Over the past weeks there have been many coronavirus-related questions on Practice Index’s HR and Employment forum. Here are some of the most frequently asked questions.

In some cases, we advise that you seek advice from a HR or employment law professional before taking action; PLUS members can email the HR Advice Line [PLUS] too.

Work arrangements

  1. A staff member says they don’t feel safe at work due to the risk of infection. What should I do?

This can be a really tricky situation to deal with. Firstly, listen to the staff member and hear their concerns. Are these worries valid? Is there anything you can do? Do they have suggestions about what could be done to make their work safer? Are these doable?

If you feel the staff member’s assessment of risk or expectations for workplace adjustments is unrealistic, explain this respectfully. Many people are living with fear right now, and fear isn’t always rational. If the staff member is dissatisfied with your response, check if they wish their complaint to be considered as a formal grievance and proceed appropriately.

If the situation proves difficult to resolve, or the employee refuses to attend work, take advice from a HR or employment law professional before taking further action. Employees have a statutory right to refuse work if it would put them in imminent danger; hence these types of situations can put employers at legal risk if not handled with the utmost care and sensitivity.

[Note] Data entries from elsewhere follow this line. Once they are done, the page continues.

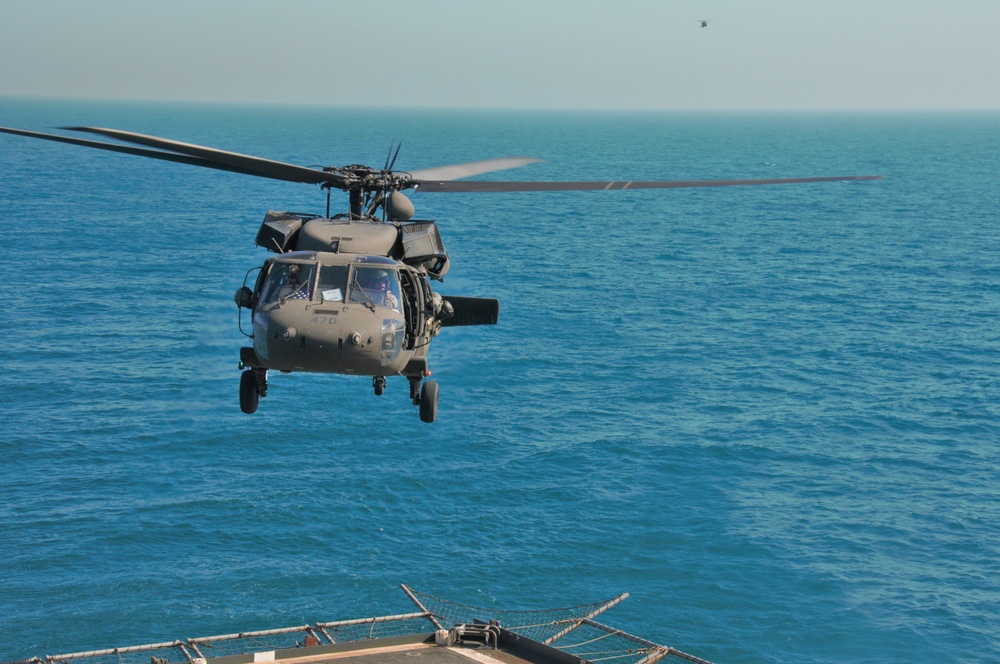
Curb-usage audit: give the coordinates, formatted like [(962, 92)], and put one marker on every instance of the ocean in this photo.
[(770, 414)]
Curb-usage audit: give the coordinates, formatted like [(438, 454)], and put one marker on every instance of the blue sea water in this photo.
[(770, 413)]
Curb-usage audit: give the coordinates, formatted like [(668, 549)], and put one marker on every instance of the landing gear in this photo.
[(424, 396), (253, 385), (428, 401)]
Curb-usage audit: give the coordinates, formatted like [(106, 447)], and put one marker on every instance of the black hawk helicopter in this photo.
[(351, 293)]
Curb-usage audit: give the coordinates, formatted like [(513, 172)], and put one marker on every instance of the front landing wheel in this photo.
[(428, 401), (249, 392)]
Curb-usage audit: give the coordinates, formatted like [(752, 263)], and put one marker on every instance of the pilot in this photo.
[(293, 288), (382, 285)]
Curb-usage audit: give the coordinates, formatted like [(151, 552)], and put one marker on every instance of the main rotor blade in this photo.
[(125, 149), (242, 163), (456, 171), (450, 186)]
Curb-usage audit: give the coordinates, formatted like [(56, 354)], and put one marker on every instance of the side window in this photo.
[(332, 282), (287, 281), (376, 286)]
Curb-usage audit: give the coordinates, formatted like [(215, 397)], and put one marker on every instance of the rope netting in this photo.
[(570, 629)]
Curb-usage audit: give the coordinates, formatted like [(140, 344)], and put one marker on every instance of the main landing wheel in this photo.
[(249, 392), (428, 401)]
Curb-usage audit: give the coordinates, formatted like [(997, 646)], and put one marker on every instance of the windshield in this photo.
[(376, 286), (332, 282), (288, 281)]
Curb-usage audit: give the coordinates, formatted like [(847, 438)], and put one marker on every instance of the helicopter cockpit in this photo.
[(377, 286), (288, 281)]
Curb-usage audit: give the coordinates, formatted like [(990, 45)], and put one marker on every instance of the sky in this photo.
[(539, 54)]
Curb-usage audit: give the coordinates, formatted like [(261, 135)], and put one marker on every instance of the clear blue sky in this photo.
[(638, 54)]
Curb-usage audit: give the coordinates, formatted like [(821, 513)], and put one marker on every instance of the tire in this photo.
[(428, 401), (249, 394)]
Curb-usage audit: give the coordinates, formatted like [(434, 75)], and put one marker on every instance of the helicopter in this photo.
[(350, 293)]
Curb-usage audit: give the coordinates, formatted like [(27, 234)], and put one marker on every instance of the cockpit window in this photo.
[(288, 281), (332, 282), (376, 286)]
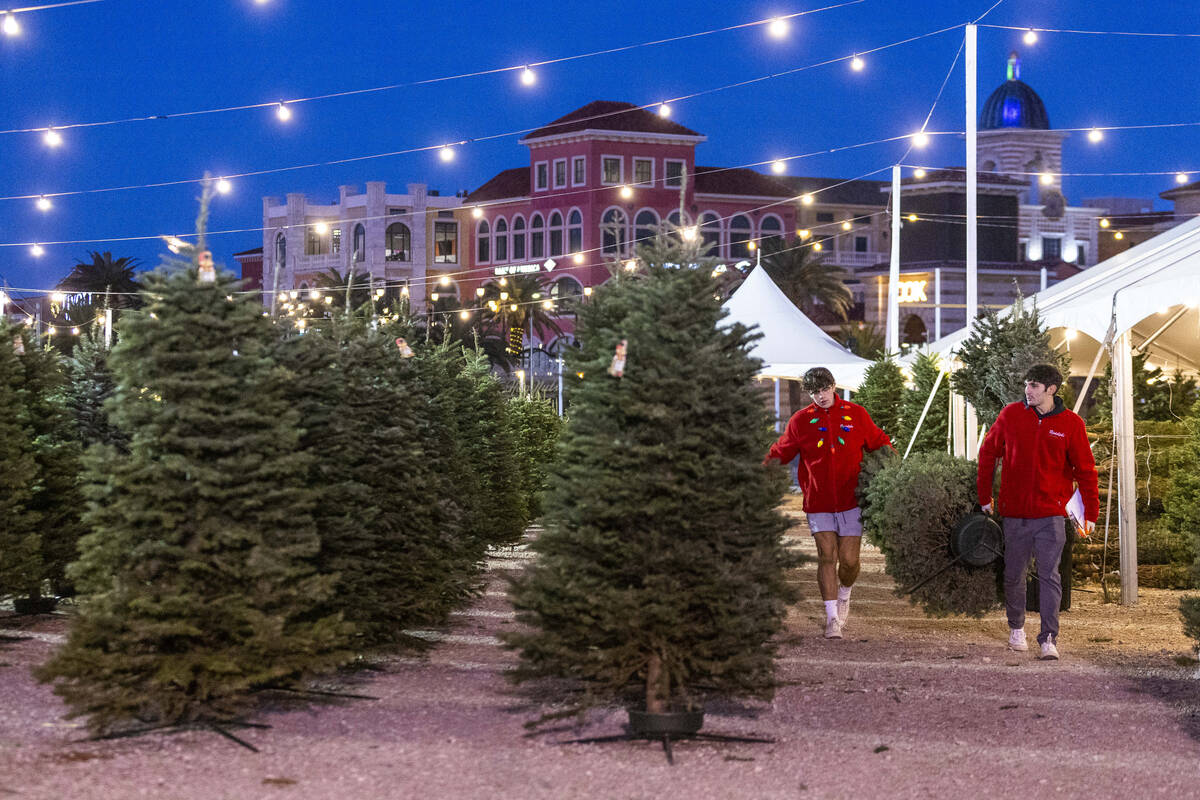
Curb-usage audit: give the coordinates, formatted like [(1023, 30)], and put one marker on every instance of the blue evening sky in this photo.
[(120, 59)]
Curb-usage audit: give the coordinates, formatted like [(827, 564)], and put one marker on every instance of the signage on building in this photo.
[(912, 290)]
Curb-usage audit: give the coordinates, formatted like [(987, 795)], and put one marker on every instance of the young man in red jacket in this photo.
[(829, 437), (1043, 452)]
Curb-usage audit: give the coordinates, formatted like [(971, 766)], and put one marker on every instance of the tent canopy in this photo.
[(792, 343), (1140, 290)]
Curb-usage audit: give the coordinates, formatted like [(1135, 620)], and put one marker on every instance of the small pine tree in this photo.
[(21, 543), (880, 394), (198, 581), (935, 428), (660, 573), (997, 354)]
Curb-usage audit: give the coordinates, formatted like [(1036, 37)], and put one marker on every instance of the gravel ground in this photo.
[(904, 707)]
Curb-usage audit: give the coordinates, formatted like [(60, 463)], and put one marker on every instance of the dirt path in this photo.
[(904, 707)]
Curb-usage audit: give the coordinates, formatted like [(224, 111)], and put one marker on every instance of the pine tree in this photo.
[(881, 392), (21, 543), (198, 581), (925, 370), (661, 569)]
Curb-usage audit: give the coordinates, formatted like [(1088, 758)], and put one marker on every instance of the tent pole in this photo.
[(1127, 474)]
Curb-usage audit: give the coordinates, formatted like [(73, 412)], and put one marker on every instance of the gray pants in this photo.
[(1042, 539)]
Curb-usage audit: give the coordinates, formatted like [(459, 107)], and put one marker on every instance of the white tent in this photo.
[(1144, 300), (792, 343)]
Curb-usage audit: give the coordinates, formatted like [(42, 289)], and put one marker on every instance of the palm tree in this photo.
[(807, 278)]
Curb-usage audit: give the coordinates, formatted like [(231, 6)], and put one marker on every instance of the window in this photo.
[(502, 240), (517, 239), (1051, 248), (484, 241), (739, 236), (643, 170), (556, 234), (611, 169), (711, 234), (673, 173), (445, 242), (612, 232), (399, 242), (537, 238), (360, 242), (575, 232), (645, 227)]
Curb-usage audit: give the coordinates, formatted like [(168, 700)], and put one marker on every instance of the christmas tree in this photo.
[(21, 543), (660, 573), (198, 581), (925, 370)]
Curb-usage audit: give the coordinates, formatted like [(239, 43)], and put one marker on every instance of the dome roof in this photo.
[(1014, 104)]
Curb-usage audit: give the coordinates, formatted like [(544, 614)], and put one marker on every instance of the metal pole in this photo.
[(893, 330), (972, 178)]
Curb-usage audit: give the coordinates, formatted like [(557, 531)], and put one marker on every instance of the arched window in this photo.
[(399, 242), (517, 239), (645, 227), (739, 236), (556, 234), (537, 238), (575, 232), (484, 241), (711, 234), (612, 232), (360, 242), (502, 240), (772, 233)]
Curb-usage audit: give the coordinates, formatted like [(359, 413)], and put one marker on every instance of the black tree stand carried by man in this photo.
[(1043, 451), (831, 437)]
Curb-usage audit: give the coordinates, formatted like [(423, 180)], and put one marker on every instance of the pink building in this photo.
[(599, 180)]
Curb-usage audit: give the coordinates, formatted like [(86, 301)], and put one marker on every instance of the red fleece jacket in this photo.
[(829, 443), (1043, 458)]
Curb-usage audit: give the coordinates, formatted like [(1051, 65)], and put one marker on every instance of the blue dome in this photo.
[(1014, 104)]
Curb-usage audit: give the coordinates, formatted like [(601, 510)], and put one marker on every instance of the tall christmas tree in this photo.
[(198, 581), (660, 573)]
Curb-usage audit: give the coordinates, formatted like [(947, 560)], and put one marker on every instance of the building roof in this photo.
[(719, 180), (835, 190), (511, 182), (611, 115), (1014, 104)]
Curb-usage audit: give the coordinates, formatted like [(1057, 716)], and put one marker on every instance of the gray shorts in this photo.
[(844, 523)]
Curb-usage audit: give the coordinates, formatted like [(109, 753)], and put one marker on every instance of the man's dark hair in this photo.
[(816, 379), (1045, 374)]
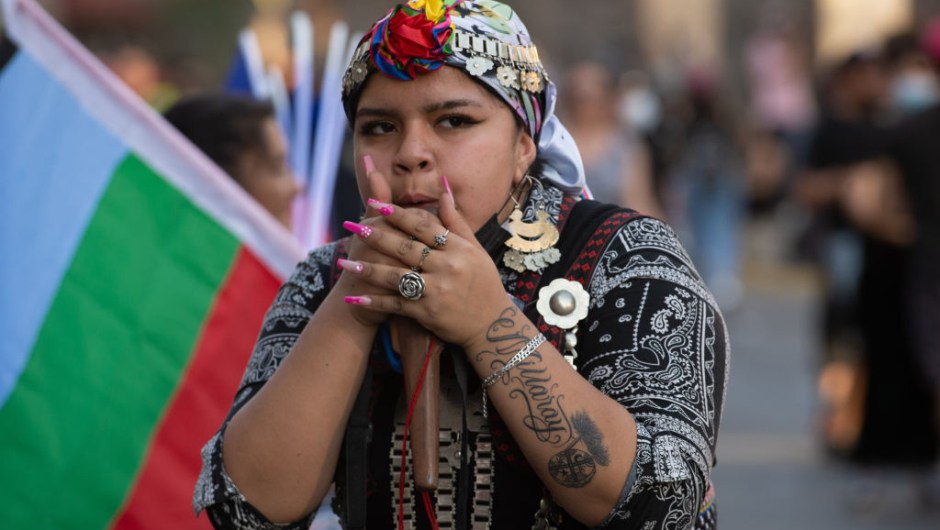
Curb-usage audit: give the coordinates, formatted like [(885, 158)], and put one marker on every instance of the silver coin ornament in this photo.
[(563, 303)]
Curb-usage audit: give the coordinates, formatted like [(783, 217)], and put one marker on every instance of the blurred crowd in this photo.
[(846, 155)]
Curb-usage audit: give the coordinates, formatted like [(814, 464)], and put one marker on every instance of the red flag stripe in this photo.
[(162, 494)]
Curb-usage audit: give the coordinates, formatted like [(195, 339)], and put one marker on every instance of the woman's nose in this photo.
[(415, 152)]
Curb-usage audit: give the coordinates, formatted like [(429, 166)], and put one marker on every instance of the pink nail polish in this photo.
[(447, 186), (382, 207), (362, 231), (349, 265)]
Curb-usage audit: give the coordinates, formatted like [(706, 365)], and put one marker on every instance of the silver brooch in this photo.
[(479, 66), (533, 83), (508, 77), (563, 303)]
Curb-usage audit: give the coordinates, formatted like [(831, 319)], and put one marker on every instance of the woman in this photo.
[(611, 422)]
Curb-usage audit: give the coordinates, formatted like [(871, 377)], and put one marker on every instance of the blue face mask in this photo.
[(914, 91)]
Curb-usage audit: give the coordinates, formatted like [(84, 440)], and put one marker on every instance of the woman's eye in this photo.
[(376, 128)]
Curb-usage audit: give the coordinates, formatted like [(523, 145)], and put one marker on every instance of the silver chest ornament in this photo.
[(563, 303)]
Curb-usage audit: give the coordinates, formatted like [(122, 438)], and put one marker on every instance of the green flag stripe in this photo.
[(109, 355)]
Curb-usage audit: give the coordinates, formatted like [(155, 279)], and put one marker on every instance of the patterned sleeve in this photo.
[(292, 308), (658, 346)]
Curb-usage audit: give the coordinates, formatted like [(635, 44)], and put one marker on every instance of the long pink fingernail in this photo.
[(447, 186), (362, 231), (383, 207), (349, 265), (357, 300)]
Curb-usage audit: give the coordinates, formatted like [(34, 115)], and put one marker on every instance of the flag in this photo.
[(134, 276)]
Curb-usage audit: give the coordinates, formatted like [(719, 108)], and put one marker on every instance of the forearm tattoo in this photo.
[(579, 441)]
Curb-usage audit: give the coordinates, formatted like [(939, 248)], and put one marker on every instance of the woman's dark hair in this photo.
[(223, 126)]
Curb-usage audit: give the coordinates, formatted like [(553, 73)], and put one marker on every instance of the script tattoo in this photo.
[(506, 340), (581, 441), (545, 415)]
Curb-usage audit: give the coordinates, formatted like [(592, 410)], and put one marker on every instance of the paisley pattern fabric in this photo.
[(654, 341)]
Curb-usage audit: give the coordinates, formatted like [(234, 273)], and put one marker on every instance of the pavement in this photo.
[(772, 471)]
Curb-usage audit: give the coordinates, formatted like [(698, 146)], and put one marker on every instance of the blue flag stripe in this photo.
[(55, 162)]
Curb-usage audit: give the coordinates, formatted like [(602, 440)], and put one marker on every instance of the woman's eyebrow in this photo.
[(449, 105), (430, 108)]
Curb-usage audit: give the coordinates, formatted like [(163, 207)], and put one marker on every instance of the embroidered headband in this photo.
[(487, 40)]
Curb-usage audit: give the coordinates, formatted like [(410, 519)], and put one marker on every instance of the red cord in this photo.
[(404, 449)]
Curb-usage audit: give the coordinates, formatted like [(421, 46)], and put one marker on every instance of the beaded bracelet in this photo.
[(526, 350)]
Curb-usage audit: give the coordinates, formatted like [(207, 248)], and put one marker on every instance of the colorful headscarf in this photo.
[(487, 40)]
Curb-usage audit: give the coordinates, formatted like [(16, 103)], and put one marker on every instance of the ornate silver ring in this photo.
[(424, 255), (411, 286), (441, 239)]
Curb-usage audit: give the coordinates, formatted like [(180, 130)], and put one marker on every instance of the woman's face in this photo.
[(441, 124)]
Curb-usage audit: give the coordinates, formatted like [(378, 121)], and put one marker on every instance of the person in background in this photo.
[(142, 73), (708, 181), (865, 252), (617, 163), (915, 150), (242, 136)]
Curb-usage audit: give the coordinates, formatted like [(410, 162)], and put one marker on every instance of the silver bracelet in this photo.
[(526, 350)]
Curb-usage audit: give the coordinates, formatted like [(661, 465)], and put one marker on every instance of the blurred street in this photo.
[(772, 472)]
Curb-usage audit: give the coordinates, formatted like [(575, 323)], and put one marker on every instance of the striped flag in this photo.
[(134, 276)]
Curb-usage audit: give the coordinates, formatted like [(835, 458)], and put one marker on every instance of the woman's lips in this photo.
[(417, 201)]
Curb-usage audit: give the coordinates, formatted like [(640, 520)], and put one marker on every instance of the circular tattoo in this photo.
[(572, 468)]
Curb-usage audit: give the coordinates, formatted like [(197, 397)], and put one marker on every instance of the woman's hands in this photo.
[(462, 288)]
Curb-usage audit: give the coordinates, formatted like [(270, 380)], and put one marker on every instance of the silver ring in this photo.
[(441, 239), (424, 255), (411, 286)]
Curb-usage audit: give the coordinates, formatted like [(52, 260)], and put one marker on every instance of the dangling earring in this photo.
[(531, 244)]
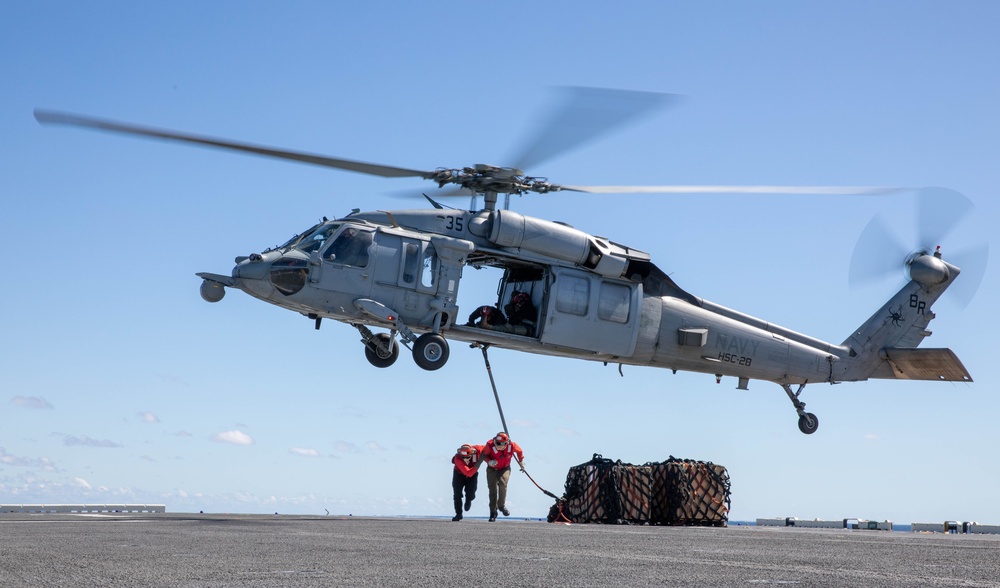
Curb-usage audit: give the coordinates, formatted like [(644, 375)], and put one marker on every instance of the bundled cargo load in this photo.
[(673, 492)]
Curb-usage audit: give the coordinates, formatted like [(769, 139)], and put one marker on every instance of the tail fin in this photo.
[(884, 346)]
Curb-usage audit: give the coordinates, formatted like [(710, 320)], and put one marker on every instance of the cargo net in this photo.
[(673, 492)]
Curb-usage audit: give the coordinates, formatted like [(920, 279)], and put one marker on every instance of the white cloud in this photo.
[(86, 441), (304, 452), (234, 437), (345, 447), (13, 460), (35, 402)]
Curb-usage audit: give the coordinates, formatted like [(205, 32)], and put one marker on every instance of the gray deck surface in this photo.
[(268, 550)]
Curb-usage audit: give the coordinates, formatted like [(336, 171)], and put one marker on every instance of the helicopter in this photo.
[(590, 297)]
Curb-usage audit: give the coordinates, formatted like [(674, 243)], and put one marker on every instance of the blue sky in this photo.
[(119, 384)]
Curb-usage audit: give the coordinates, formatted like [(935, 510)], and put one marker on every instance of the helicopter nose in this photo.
[(250, 268)]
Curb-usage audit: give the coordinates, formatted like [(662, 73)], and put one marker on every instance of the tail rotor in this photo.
[(938, 212)]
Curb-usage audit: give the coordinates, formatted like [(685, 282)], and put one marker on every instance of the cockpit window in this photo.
[(316, 238), (350, 248)]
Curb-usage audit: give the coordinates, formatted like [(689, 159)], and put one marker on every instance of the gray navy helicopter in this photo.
[(589, 297)]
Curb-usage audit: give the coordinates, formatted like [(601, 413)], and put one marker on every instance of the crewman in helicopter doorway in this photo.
[(497, 454), (465, 476)]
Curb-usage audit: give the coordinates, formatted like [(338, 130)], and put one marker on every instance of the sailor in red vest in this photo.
[(465, 477), (497, 455)]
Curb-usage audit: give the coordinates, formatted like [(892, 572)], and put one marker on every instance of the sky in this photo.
[(118, 383)]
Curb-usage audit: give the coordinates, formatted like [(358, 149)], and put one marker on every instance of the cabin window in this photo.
[(410, 255), (350, 248), (572, 295), (614, 302), (429, 269), (316, 238)]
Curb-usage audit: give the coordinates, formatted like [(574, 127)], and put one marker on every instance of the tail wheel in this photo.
[(808, 423), (430, 351), (379, 358)]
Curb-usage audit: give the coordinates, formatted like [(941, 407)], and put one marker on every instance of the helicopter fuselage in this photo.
[(595, 299)]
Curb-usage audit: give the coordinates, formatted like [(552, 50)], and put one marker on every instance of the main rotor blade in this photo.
[(846, 190), (581, 116), (51, 117)]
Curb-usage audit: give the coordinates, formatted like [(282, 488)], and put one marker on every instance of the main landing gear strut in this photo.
[(430, 350), (808, 423)]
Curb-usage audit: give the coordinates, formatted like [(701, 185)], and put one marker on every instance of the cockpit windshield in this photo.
[(314, 238)]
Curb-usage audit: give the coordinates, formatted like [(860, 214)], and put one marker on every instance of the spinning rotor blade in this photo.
[(846, 190), (50, 117), (938, 212), (583, 115), (877, 254)]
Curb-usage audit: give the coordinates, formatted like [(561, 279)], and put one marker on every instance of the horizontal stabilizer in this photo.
[(921, 364)]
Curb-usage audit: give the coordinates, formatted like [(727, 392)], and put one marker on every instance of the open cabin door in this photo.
[(591, 313)]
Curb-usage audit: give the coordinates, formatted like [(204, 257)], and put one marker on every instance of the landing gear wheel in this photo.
[(379, 358), (430, 351), (808, 423)]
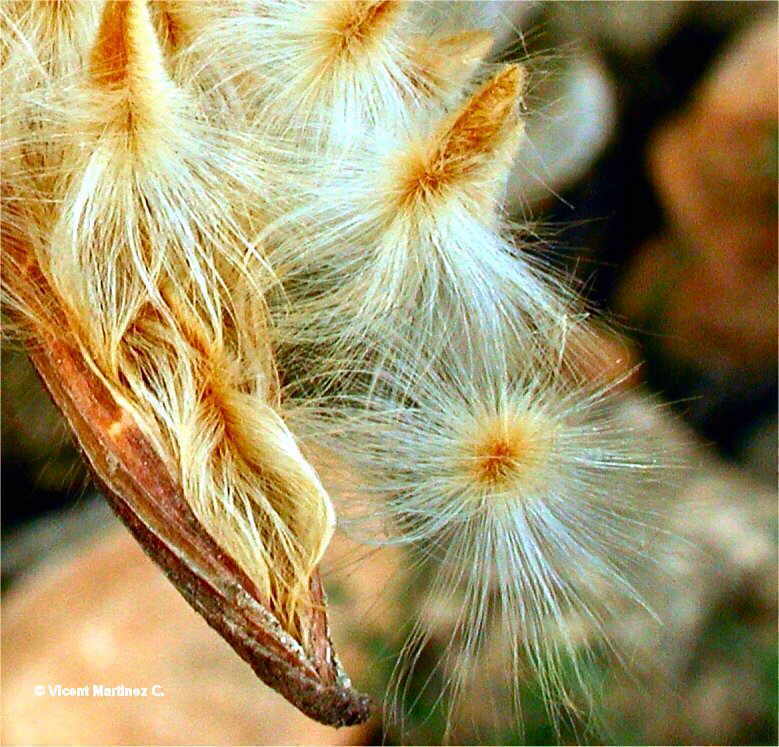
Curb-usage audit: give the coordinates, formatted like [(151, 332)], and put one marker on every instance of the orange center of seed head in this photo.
[(509, 452)]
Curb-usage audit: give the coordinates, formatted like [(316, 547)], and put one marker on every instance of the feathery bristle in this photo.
[(529, 499), (238, 209)]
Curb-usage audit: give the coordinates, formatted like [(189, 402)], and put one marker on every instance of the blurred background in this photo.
[(649, 175)]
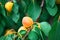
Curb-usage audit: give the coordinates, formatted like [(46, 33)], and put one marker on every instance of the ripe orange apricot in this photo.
[(9, 6), (10, 31), (38, 24), (58, 1), (27, 22), (22, 28)]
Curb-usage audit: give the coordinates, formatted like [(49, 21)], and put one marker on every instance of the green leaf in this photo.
[(2, 38), (15, 9), (15, 17), (45, 27), (44, 16), (34, 11), (52, 11), (55, 32), (32, 36), (2, 10), (1, 29), (51, 3)]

  1. Can I ask people to temporarily change their work duties or location during the current crisis?

Yes – in the current pandemic situation, temporary adjustments to work arrangements to ensure staff or patient safety will usually be considered reasonable management instructions. However, as always, it’s best to make changes in consultation with the individual staff affected. They may have their own useful suggestions to make.

See Practice Index’s Pandemic Staffing Policy [PLUS] for further guidance.

  1. What if these temporary changes to work arrangements look like they’re going to last for a long time?

If the changes are likely to be in place for a prolonged period (three months+ perhaps) it’s probably best to agree them in writing with the employee as a temporary change of contract. Remember to set a date when the arrangements will be reviewed again. If the changes affect more than 20 staff in one workplace then collective consultation processes may apply. Speak to a HR or employment law professional for details.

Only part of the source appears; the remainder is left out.